Agentic workflow automation for WordPress.
Data Machine turns a WordPress site into an agent runtime — persistent identity, memory, pipelines, abilities, and tools that AI agents use to operate autonomously.
- Pipelines — Multi-step workflows: fetch content, process with AI, publish anywhere
- Abilities API — Typed, permissioned functions that agents and extensions call (
datamachine/upload-media,datamachine/validate-media, etc.) - Agent memory — Layered markdown files (SOUL.md + MEMORY.md in agent layer, USER.md in user layer) injected into every AI context
- Multi-agent — Multiple agents with scoped pipelines, flows, jobs, and filesystem directories
- Self-scheduling — Agents schedule their own recurring tasks using flows, prompt queues, and Agent Pings
Data Machine builds on Agents API for generic agent runtime contracts and durable agent primitives. Data Machine owns the WordPress automation product layer: pipelines, flows, jobs, handlers, tools, abilities, memory files, system tasks, request assembly, and admin/CLI surfaces.

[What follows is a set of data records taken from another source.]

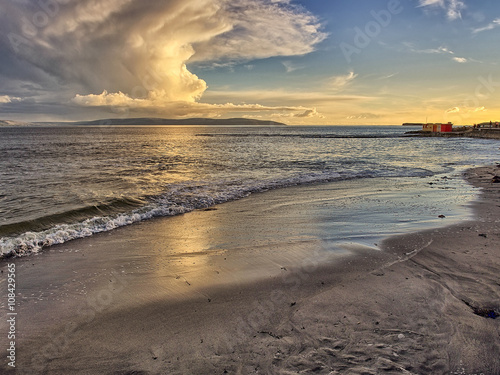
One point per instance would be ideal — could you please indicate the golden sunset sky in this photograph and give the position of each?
(312, 62)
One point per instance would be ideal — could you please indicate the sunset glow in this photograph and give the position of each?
(298, 62)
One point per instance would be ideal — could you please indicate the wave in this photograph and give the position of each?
(179, 199)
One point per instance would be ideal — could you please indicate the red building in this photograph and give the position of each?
(438, 128)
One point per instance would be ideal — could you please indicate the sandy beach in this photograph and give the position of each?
(420, 303)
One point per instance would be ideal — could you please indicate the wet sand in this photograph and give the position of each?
(423, 304)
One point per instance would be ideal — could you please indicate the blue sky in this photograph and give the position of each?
(299, 62)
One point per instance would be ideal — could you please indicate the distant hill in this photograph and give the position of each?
(152, 121)
(164, 121)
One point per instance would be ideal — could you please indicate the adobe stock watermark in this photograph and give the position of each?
(484, 91)
(364, 36)
(261, 313)
(95, 304)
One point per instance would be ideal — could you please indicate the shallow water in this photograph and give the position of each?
(61, 183)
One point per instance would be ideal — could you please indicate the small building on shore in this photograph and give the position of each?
(438, 128)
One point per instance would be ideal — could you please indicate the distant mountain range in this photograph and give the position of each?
(154, 121)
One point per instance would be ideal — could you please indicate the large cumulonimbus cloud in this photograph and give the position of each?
(134, 52)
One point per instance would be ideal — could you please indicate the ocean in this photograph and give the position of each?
(62, 183)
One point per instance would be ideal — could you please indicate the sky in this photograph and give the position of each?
(301, 62)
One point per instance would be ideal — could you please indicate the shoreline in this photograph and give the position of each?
(473, 133)
(410, 308)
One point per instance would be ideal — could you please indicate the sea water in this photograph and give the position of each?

Data Machine is the WordPress automation product layer on top of generic agent primitives:
WordPress site
-> Data Machine product runtime
pipelines, flows, jobs, handlers, system tasks, policy-gated tools,
pending actions, memory files, bundles, REST, WP-CLI, admin UI
-> Agents API substrate
agent contracts, durable conversation loop, transcripts, memory-store
interfaces, approval vocabulary, locks, event sinks
-> wp-ai-client / provider adapters
one-shot model calls and durable agent turns
Use Agents API for durable, generic agent runtime behavior. Use Data Machine for WordPress automation behavior: pipeline orchestration, publishing, content operations, queues, files, policies, approvals, bundles, and operator surfaces. Extension plugins add handlers, abilities, tools, and bundle extras without reaching into core internals.
┌─────────────┐ ┌─────────────┐ ┌─────────────┐
│ FETCH │ ──▶ │ AI │ ──▶ │ PUBLISH │
│ RSS, API, │ │ Enhance, │ │ WordPress, │
│ WordPress │ │ Transform │ │ Social, │
└─────────────┘ └─────────────┘ └─────────────┘
Pipelines define the workflow template. Flows configure and schedule a pipeline. Jobs track each execution, artifacts, retries, status, and undo support. The engine processes work as a bounded cycle: fetch or receive input, process one item through the configured steps, persist job/log/artifact state, then either complete, fail, reschedule, or let the next drain/worker pass continue the queue.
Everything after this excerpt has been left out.